Staff in the Spotlight: Dave Campbell

August 31, 2018

At Havant & South Downs College, we have a number of highly skilled, dedicated and passionate teaching staff.

These lecturers go above and beyond to help our students reach their full potential.

We want to shout about these integral members of our HSDC community, so every month we will be finding out about the people behind our teaching excellence with our ‘Staff in the Spotlight’ feature.

This month we are recognising Dave Campbell who is an Animal Management Lecturer at the College.

 

Position at HSDC
Animal Management Lecturer

How long have you worked at the College?
I started working at the South Downs Campus during my PGCE year through the University of Portsmouth in 2014, during that year I taught a variety of Animal Management lessons and the College gave me a permanent contract in February 2015.

What are your main responsibilities at the College?
My main responsibilities are course managing the first year Level 3 Extended Diploma in Animal Management. I have also tutored the Level 2 and Level 3 Diploma in Animal Management courses.

Why did you choose the subject that you teach?
I originally started studying Animal Management at South Downs College in 2007, my reasons for choosing this subject where that I always liked science but found the animal orientated elements of it more interesting, for example how animal behaviour can be studied and applied to how animals are cared for.

I also enjoy the degree of development of specialisation that it allows once you go on to further study or within the industry which ensures no day is the same and you are constantly learning.

What was your journey/training before coming to HSDC?
Prior to coming to HSDC I studied BTEC National Diploma in Animal Management at South Downs College in 2007-2009, after this I went onto university where I studied the BSc (Hons) in Animal Management at Sparsholt College.

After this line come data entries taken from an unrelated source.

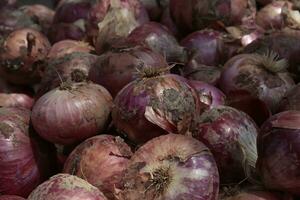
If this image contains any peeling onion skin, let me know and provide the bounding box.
[112,74,206,144]
[256,111,300,195]
[27,174,107,200]
[63,135,132,199]
[31,82,112,145]
[119,134,219,200]
[192,106,258,183]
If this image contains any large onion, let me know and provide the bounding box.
[121,134,219,200]
[27,174,107,200]
[63,135,132,199]
[257,111,300,195]
[192,106,258,183]
[31,82,112,145]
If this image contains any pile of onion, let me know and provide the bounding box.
[63,135,132,199]
[27,174,107,200]
[118,134,219,200]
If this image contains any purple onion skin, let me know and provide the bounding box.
[127,22,186,63]
[89,46,168,97]
[121,134,219,200]
[256,111,300,195]
[192,106,258,183]
[27,174,107,200]
[63,135,132,199]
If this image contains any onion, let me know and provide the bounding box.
[192,106,258,183]
[127,22,186,63]
[219,52,294,112]
[31,82,112,145]
[121,134,219,200]
[112,72,206,144]
[0,108,55,197]
[63,135,132,199]
[89,45,168,97]
[47,40,94,59]
[0,28,50,84]
[170,0,256,32]
[257,111,300,195]
[27,174,106,200]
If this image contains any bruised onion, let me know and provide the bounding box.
[112,72,206,143]
[63,135,132,199]
[120,134,219,200]
[219,52,294,112]
[31,82,112,145]
[27,174,107,200]
[0,28,50,84]
[192,106,258,183]
[256,111,300,195]
[127,22,186,63]
[89,45,168,97]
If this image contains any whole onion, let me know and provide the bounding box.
[127,22,186,63]
[192,106,258,183]
[31,82,112,145]
[27,174,107,200]
[112,72,206,143]
[256,111,300,195]
[0,108,56,197]
[0,28,50,84]
[89,45,168,97]
[63,135,132,199]
[170,0,256,33]
[219,52,294,112]
[121,134,219,200]
[47,40,94,59]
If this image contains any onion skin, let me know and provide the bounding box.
[256,111,300,195]
[63,135,132,199]
[89,46,168,97]
[27,174,107,200]
[112,74,206,144]
[120,134,219,200]
[192,106,258,183]
[31,82,112,145]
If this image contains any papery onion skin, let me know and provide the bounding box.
[31,82,112,145]
[192,106,258,183]
[27,174,107,200]
[0,28,50,84]
[89,45,168,97]
[121,134,219,200]
[63,135,132,199]
[112,74,206,144]
[256,111,300,195]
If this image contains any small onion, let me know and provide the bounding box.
[192,106,258,183]
[120,134,219,200]
[27,174,107,200]
[257,111,300,195]
[0,28,50,84]
[31,82,112,145]
[63,135,132,199]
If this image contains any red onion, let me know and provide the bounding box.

During my time at university I was fortunate enough to be able to complete a work placement in South Africa working within a rehabilitation programme for cheetahs. After university I completed additional placements with the RSPB in the New Forest working with Goshawks and native herptiles. It was then that I decided to begin my teacher training as I especially enjoyed working with the general public and educating them about the importance animals have in building and maintaining local ecosystems.

Do you practice the subject you teach outside of work? 
Since January 2018 I have regularly volunteered with the Wildfowl and Wetlands trust in Arundel. Since volunteering with the team at Arundel I have been lucky to assist with routine husbandry and enclosure management practices.

What is the highlight of your role at HSDC?
The highlight of my role is always seeing students at the end of the year work out their final grade and see how far they’ve come.

What kind of careers have your students gone on to do?
Previous students have gone on to work in practical in industry jobs such as veterinary nursing whilst others have pursued Further Education in a range university courses.

What is something about your job that people don’t know about?
The amount of outside classroom support and conversations we as a team have throughout the year with all of our students even those we may not teach. Particularly towards the close of the year and to do with future careers or work placement advice.

What kind of opportunities are students offered on your course?
Students are able to participate in number of trips to local zoos and animal centres – all of which have strong links to their assignment work and provide excellent opportunities for future work placements or potential offers for employment.

What three words would your students use to describe you?
Thoughtful, hard working and understanding.